Elk Woman, Gentle Born



Gentle Born, Ink on Paper

ELK WOMAN
Oh wise one, come near,
tender one, gentle born.
I am making a home for you here in my body.
So that it might be safe again for you to be seen.
Oh ancient one, small one,
dark and true.
You who sees in the darkness,
come home to the body,
live again upon the Earth,
for she loves you and weeps when you are gone from her.
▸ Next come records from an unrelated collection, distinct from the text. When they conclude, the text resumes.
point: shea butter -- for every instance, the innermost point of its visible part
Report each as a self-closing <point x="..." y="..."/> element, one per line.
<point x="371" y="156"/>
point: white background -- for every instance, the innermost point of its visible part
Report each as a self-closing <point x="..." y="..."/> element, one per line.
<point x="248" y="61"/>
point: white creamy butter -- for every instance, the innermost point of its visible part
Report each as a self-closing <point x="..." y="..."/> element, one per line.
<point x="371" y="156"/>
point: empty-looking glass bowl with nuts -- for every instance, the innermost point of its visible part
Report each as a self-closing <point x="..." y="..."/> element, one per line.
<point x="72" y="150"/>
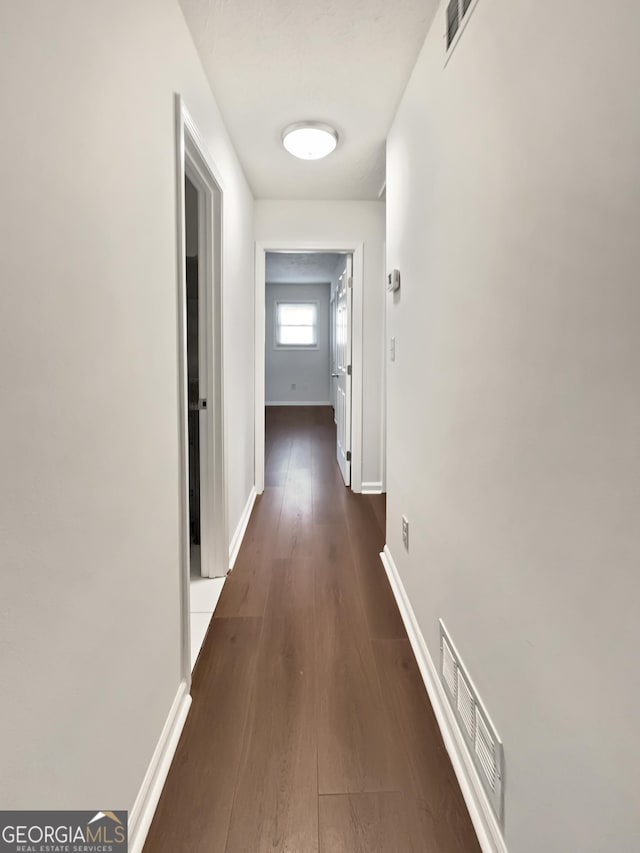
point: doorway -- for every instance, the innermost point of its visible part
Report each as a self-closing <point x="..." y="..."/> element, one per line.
<point x="308" y="338"/>
<point x="205" y="556"/>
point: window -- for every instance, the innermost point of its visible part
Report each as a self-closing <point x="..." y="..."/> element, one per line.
<point x="296" y="325"/>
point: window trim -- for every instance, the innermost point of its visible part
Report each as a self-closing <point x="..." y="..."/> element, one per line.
<point x="292" y="347"/>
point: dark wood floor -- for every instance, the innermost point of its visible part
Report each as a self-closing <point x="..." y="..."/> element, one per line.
<point x="310" y="729"/>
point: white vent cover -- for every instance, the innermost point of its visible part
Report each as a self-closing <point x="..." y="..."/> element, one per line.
<point x="483" y="743"/>
<point x="449" y="668"/>
<point x="486" y="751"/>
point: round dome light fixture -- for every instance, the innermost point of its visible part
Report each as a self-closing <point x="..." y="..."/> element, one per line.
<point x="309" y="140"/>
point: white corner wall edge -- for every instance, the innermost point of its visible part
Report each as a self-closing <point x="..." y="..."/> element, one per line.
<point x="241" y="529"/>
<point x="146" y="802"/>
<point x="480" y="811"/>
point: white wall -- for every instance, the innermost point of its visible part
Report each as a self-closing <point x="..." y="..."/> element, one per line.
<point x="89" y="505"/>
<point x="513" y="195"/>
<point x="308" y="370"/>
<point x="358" y="221"/>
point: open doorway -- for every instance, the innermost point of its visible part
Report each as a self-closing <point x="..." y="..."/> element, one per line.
<point x="308" y="338"/>
<point x="340" y="265"/>
<point x="205" y="557"/>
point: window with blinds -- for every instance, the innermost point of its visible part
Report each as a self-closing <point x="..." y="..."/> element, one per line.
<point x="296" y="325"/>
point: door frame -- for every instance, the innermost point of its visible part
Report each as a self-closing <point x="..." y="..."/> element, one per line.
<point x="355" y="248"/>
<point x="193" y="161"/>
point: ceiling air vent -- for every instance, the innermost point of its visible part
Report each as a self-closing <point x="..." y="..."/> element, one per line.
<point x="457" y="13"/>
<point x="476" y="728"/>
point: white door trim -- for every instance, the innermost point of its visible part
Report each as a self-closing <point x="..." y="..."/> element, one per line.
<point x="192" y="158"/>
<point x="356" y="248"/>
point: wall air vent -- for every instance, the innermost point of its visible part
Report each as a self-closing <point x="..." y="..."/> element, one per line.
<point x="479" y="734"/>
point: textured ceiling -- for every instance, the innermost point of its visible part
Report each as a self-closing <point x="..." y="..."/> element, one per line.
<point x="300" y="268"/>
<point x="275" y="62"/>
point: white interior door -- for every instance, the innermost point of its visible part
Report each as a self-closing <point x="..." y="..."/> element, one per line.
<point x="334" y="359"/>
<point x="343" y="369"/>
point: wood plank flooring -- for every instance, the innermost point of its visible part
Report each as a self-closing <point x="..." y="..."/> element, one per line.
<point x="310" y="729"/>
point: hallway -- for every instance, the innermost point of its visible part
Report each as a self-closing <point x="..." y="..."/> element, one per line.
<point x="310" y="728"/>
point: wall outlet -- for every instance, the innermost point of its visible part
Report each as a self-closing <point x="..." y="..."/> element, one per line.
<point x="405" y="532"/>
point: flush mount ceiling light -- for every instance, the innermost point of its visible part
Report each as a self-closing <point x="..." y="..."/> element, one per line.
<point x="309" y="140"/>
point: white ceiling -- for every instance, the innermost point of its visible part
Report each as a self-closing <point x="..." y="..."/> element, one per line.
<point x="275" y="62"/>
<point x="300" y="268"/>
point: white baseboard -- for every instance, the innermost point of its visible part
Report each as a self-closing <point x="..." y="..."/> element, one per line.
<point x="480" y="811"/>
<point x="241" y="529"/>
<point x="144" y="808"/>
<point x="299" y="403"/>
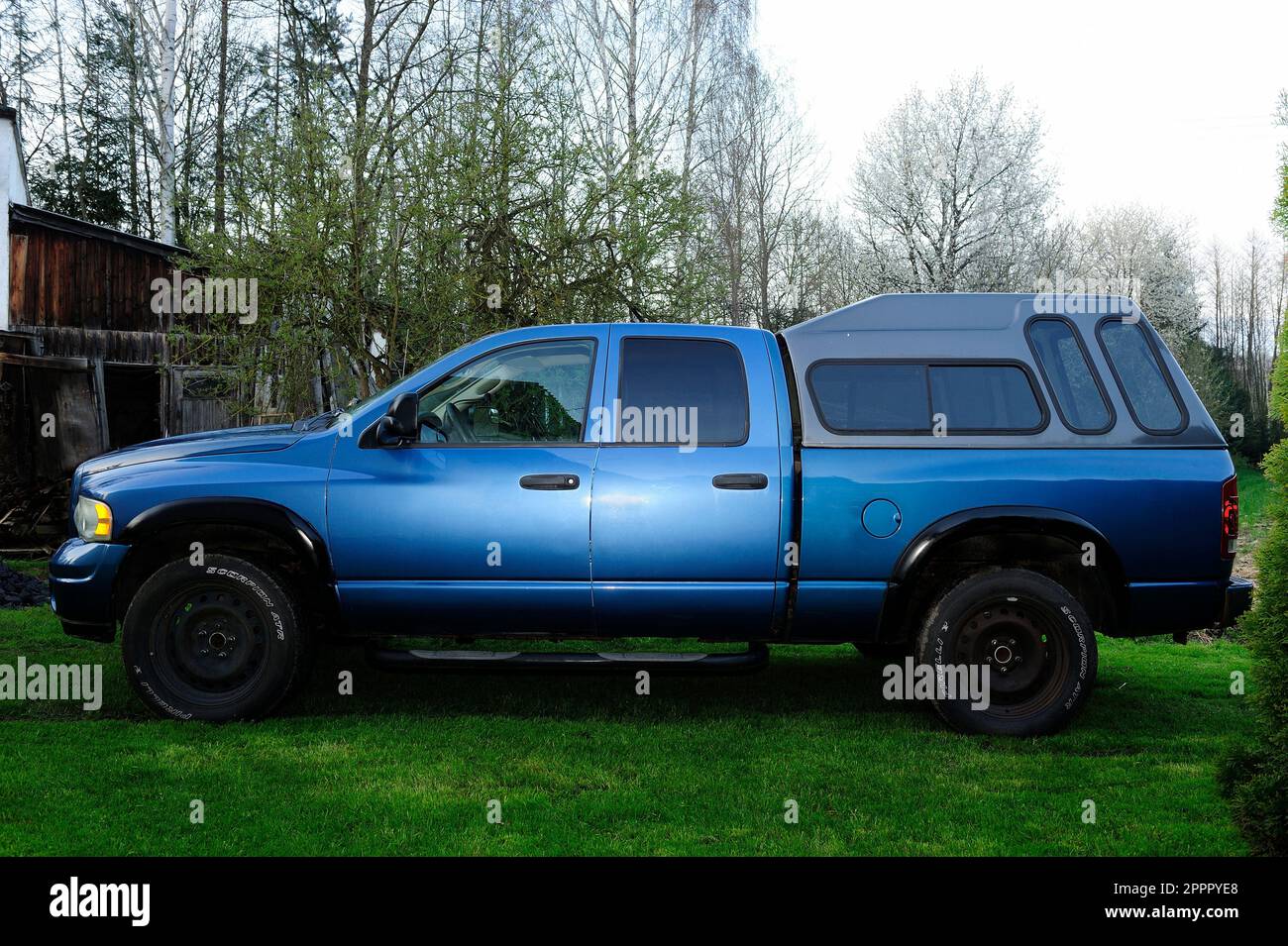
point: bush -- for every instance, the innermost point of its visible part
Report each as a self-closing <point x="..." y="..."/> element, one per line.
<point x="1257" y="778"/>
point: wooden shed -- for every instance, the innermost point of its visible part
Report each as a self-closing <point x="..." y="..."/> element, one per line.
<point x="85" y="356"/>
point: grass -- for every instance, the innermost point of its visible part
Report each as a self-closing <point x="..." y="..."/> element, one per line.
<point x="407" y="765"/>
<point x="1253" y="524"/>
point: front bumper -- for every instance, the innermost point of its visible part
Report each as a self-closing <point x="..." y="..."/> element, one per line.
<point x="1237" y="598"/>
<point x="80" y="587"/>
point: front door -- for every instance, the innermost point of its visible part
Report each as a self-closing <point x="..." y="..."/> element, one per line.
<point x="688" y="485"/>
<point x="483" y="525"/>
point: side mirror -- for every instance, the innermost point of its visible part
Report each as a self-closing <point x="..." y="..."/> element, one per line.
<point x="398" y="426"/>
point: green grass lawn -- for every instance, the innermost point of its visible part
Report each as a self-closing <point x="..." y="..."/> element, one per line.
<point x="407" y="765"/>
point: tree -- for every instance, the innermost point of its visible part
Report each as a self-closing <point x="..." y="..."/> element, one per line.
<point x="1256" y="779"/>
<point x="951" y="192"/>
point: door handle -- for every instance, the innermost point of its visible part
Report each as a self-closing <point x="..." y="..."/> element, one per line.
<point x="550" y="481"/>
<point x="739" y="481"/>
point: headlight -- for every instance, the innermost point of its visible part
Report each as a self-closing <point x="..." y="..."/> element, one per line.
<point x="93" y="520"/>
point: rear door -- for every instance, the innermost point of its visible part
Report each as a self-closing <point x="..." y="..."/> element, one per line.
<point x="686" y="511"/>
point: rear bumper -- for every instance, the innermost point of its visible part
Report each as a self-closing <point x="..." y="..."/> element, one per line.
<point x="80" y="587"/>
<point x="1237" y="598"/>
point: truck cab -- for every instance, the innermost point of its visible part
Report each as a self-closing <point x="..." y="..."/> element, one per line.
<point x="964" y="478"/>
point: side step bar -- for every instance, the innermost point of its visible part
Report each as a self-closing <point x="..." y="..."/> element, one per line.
<point x="565" y="662"/>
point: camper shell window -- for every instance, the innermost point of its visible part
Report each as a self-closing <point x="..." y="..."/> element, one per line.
<point x="926" y="396"/>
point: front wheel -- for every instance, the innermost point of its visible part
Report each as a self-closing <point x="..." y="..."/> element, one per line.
<point x="1021" y="632"/>
<point x="217" y="641"/>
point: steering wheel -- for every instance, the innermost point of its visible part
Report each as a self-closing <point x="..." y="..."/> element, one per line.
<point x="456" y="421"/>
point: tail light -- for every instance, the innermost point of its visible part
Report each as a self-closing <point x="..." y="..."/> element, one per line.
<point x="1229" y="516"/>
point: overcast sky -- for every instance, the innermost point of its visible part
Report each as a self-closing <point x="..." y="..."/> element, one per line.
<point x="1168" y="104"/>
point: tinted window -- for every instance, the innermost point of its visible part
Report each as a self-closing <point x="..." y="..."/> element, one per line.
<point x="1064" y="365"/>
<point x="1140" y="376"/>
<point x="700" y="377"/>
<point x="533" y="392"/>
<point x="984" y="396"/>
<point x="901" y="398"/>
<point x="871" y="396"/>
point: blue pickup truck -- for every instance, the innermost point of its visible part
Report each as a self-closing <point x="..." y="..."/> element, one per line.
<point x="977" y="480"/>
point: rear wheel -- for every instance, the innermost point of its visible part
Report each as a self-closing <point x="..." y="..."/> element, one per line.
<point x="1030" y="636"/>
<point x="215" y="641"/>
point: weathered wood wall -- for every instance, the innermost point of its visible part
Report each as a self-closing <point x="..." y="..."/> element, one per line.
<point x="62" y="278"/>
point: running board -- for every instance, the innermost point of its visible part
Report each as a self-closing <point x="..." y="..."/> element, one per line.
<point x="566" y="662"/>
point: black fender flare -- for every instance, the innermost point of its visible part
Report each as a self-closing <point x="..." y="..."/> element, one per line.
<point x="235" y="510"/>
<point x="991" y="520"/>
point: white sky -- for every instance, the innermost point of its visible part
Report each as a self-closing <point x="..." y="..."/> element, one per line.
<point x="1166" y="104"/>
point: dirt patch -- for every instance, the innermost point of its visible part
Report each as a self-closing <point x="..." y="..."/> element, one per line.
<point x="18" y="589"/>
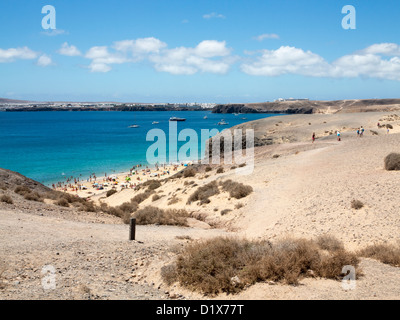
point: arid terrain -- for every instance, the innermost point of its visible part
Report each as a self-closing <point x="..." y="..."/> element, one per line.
<point x="299" y="189"/>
I am making a home for you deep in my heart,
Elk woman, with antlers that reach to the stars,
and read the air,
and draw the dark fronds from the fertile ground, 
open me.
Dark one, gentle one,
don't take fright, return to me,
my little mother who sees,
ancient one of the old ways.
You who I must come in so very close to hear,
hold myself so exquisitely soft to feel,
shy one, so easily frightened.
I must make myself so very strong,
to hold that space so soft,
in which you might come to dwell, protected,
that I might hear your voice in all that I do,
that I might see with the eyes of your tender heart,
in all that I behold.
I must be your courage and your safety,
that you may stay soft,
and return to the forest of my heart.